AI Article Synopsis
- Researchers aimed to find biomarkers for early diagnosis of nonalcoholic fatty liver disease (NAFLD), focusing on the initial stages of steatosis (SS) and nonalcoholic steatohepatitis (NASH) using bioinformatics.
- A meta-analysis of transcriptomic data from patient biopsies helped identify 121 genes linked to SS and 402 to NASH, with key alterations related to cellular processes and cholesterol metabolism.
- The study highlighted specific candidate biomarkers (like ACSS2 and ANGPTL3) that could aid in the early screening and diagnosis of NAFLD in humans.
Article Abstract
Background: The identification of biomarkers for the early diagnosis of nonalcoholic fatty liver disease (NAFLD) is urgently needed. Here, we aimed to identify NAFLD biomarkers in the early stages of steatosis (SS) and nonalcoholic steatohepatitis (NASH) based on differential gene expression from bioinformatics data.

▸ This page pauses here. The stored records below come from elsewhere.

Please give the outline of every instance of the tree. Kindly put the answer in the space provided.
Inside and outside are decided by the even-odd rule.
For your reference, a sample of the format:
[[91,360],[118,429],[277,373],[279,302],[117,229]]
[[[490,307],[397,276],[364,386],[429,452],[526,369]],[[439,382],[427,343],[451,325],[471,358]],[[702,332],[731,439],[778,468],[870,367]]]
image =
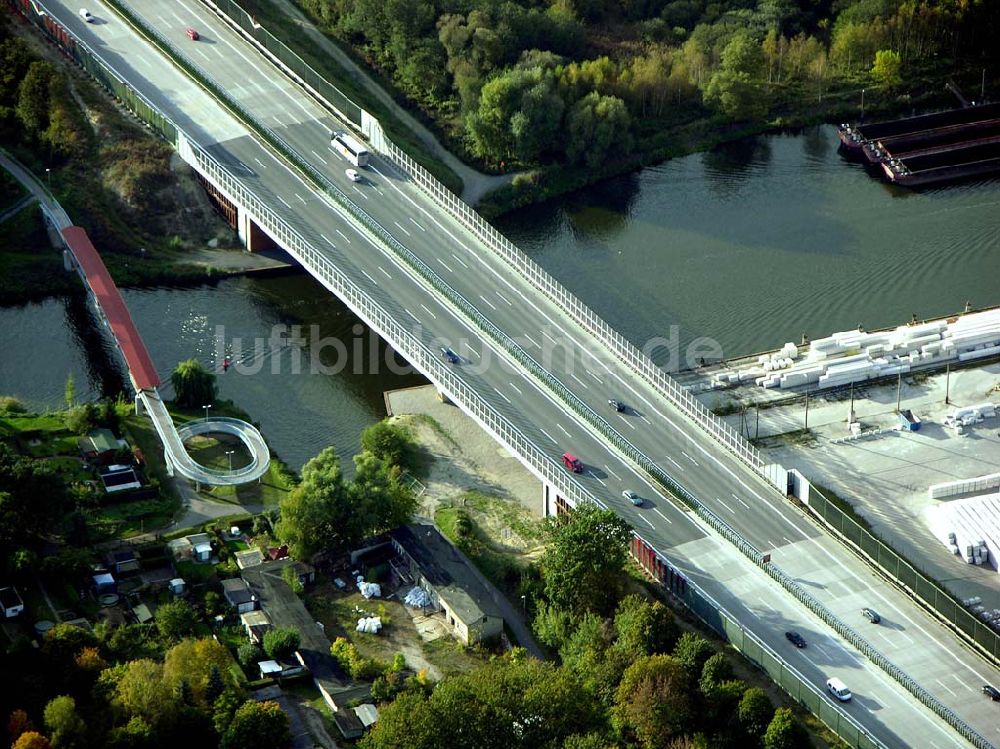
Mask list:
[[83,743],[87,725],[76,712],[76,700],[72,697],[61,695],[49,700],[43,715],[55,749],[76,747]]
[[73,408],[76,401],[76,382],[73,380],[73,373],[66,375],[66,387],[63,391],[63,399],[66,401],[66,408]]
[[22,733],[34,730],[31,725],[31,718],[24,710],[14,710],[7,718],[7,736],[11,742],[17,741]]
[[37,731],[25,731],[11,745],[11,749],[52,749],[52,744]]
[[414,450],[413,437],[402,425],[383,419],[361,433],[361,449],[389,465],[407,468]]
[[563,665],[602,702],[614,700],[615,688],[633,656],[611,646],[614,632],[608,621],[584,614],[576,629],[559,649]]
[[222,670],[218,664],[213,663],[208,672],[208,680],[205,683],[205,702],[214,705],[225,693],[226,685],[222,680]]
[[775,710],[764,732],[764,749],[807,749],[810,746],[809,734],[792,715],[791,709],[779,707]]
[[872,80],[878,86],[892,88],[903,80],[900,75],[903,61],[899,52],[891,49],[880,49],[875,53],[875,63],[872,65]]
[[763,689],[750,687],[740,699],[737,716],[746,734],[759,740],[774,717],[774,705]]
[[704,637],[693,632],[685,632],[674,646],[673,656],[681,664],[692,684],[701,676],[705,662],[712,657],[714,650],[711,643]]
[[767,98],[758,84],[763,67],[760,45],[749,32],[737,32],[722,50],[722,62],[705,87],[705,103],[734,120],[763,117]]
[[567,611],[610,612],[619,599],[632,531],[612,510],[584,504],[550,518],[540,560],[545,595]]
[[632,118],[625,102],[591,91],[572,106],[566,118],[566,155],[571,161],[596,169],[612,151],[631,150],[631,128]]
[[33,62],[18,87],[17,118],[28,136],[39,140],[49,126],[49,91],[56,69],[47,62]]
[[97,406],[93,403],[84,403],[69,409],[64,421],[66,428],[73,434],[86,434],[97,426],[99,418]]
[[218,390],[215,375],[197,359],[182,361],[170,375],[174,402],[184,408],[201,408],[215,402]]
[[683,733],[692,716],[687,676],[677,659],[651,655],[625,669],[612,719],[643,749],[656,749]]
[[292,735],[288,716],[277,702],[247,701],[237,708],[219,749],[286,747]]
[[176,641],[194,632],[198,612],[187,601],[178,599],[156,610],[156,629],[165,640]]
[[[171,689],[178,689],[187,681],[198,705],[210,706],[225,684],[213,687],[213,674],[222,681],[233,665],[232,656],[225,645],[211,637],[187,639],[174,645],[163,658],[163,680]],[[215,690],[213,693],[213,689]]]
[[299,649],[299,633],[291,627],[275,627],[264,633],[264,652],[271,658],[285,658]]
[[244,642],[236,649],[236,660],[243,668],[250,668],[264,660],[264,651],[256,642]]
[[145,658],[125,666],[114,702],[128,717],[142,718],[154,727],[168,722],[177,707],[173,690],[163,680],[163,666]]
[[633,657],[666,653],[677,640],[670,610],[659,601],[650,603],[637,595],[626,596],[618,604],[615,631],[615,646]]
[[302,467],[302,480],[281,499],[280,508],[275,533],[297,559],[308,559],[323,549],[345,549],[361,538],[340,459],[332,447]]

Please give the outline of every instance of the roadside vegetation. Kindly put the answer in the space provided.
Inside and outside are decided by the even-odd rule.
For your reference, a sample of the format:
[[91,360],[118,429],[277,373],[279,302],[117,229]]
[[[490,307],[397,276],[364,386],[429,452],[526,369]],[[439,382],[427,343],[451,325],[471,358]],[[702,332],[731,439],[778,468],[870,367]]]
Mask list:
[[[1000,11],[940,0],[297,0],[465,160],[496,212],[762,129],[978,88]],[[250,0],[273,18],[270,0]],[[279,22],[279,26],[280,26]],[[294,38],[292,40],[295,41]],[[293,43],[293,47],[307,45]]]
[[[9,15],[0,20],[0,140],[83,226],[122,286],[202,281],[216,274],[189,264],[209,241],[233,246],[233,233],[172,151],[116,107],[97,84]],[[23,34],[23,36],[21,35]],[[2,184],[9,181],[4,176]],[[18,187],[18,189],[20,189]],[[7,196],[7,197],[4,197]],[[0,202],[13,203],[9,187]],[[4,222],[0,300],[23,302],[78,288],[62,271],[41,212]]]

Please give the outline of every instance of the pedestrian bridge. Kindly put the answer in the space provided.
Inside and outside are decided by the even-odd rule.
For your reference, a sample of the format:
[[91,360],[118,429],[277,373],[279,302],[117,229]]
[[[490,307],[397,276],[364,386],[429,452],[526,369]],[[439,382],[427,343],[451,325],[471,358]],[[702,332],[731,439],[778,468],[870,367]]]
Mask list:
[[[94,300],[97,313],[111,332],[135,389],[136,413],[145,410],[163,444],[167,472],[175,473],[195,483],[209,486],[236,486],[259,480],[271,464],[271,455],[264,437],[252,424],[241,419],[216,417],[211,420],[188,422],[178,429],[160,398],[157,388],[160,375],[139,335],[128,307],[108,273],[104,261],[79,226],[62,228],[66,243],[67,262],[76,269]],[[184,440],[200,434],[229,434],[243,443],[250,453],[249,465],[235,470],[203,466],[188,453]]]

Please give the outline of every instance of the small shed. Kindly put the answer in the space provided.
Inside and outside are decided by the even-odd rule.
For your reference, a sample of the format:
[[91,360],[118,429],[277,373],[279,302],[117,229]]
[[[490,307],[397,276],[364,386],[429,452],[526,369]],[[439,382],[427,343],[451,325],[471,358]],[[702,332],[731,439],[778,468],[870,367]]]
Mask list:
[[81,437],[77,446],[87,460],[107,463],[114,459],[115,452],[128,447],[125,440],[119,440],[110,429],[92,429],[86,437]]
[[251,592],[250,586],[241,577],[223,580],[222,595],[240,614],[257,608],[257,596]]
[[250,642],[260,645],[264,641],[264,635],[272,628],[271,617],[266,611],[245,611],[240,614],[240,623],[246,630]]
[[299,581],[299,585],[305,587],[316,582],[316,568],[305,562],[293,562],[292,572]]
[[260,549],[237,551],[233,556],[236,558],[236,566],[241,570],[264,563],[264,553]]
[[108,466],[101,471],[101,483],[108,494],[142,488],[142,482],[132,466]]
[[175,596],[182,596],[187,592],[187,583],[184,582],[183,577],[175,577],[167,583],[167,587],[170,588],[170,592]]
[[119,549],[108,554],[108,567],[116,575],[139,571],[139,558],[132,549]]
[[277,661],[257,661],[257,668],[260,669],[262,679],[276,679],[281,676],[281,664]]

Methods: A meta-analysis was performed from transcriptomic databases retrieved from public repositories containing data from biopsies of patients at various stages of NAFLD development. The status of the selected molecules was validated in the serum of patients with NAFLD by ELISA.
Results: We identified 121 differentially expressed genes (DEGs) associated with SS and 402 associated with NASH. Gene Ontology (GO) enrichment revealed that the altered genes were primarily associated with dysfunction of primary cellular processes, and pathway analyses were mainly related to cholesterol metabolism. We identified ACSS2, PCSK9, and CYP7A1 as candidate biomarkers for SS and ANGPTL3, CD36, CYP51A1, FASN, FAS, FDFT1, and LSS as candidate biomarkers for NASH.
Conclusions: By experimental validation of bioinformatics data from patients with NAFLD, we identified promising biomarkers for detecting SS and NASH that might be useful for screening and diagnosing early NAFLD stages in humans.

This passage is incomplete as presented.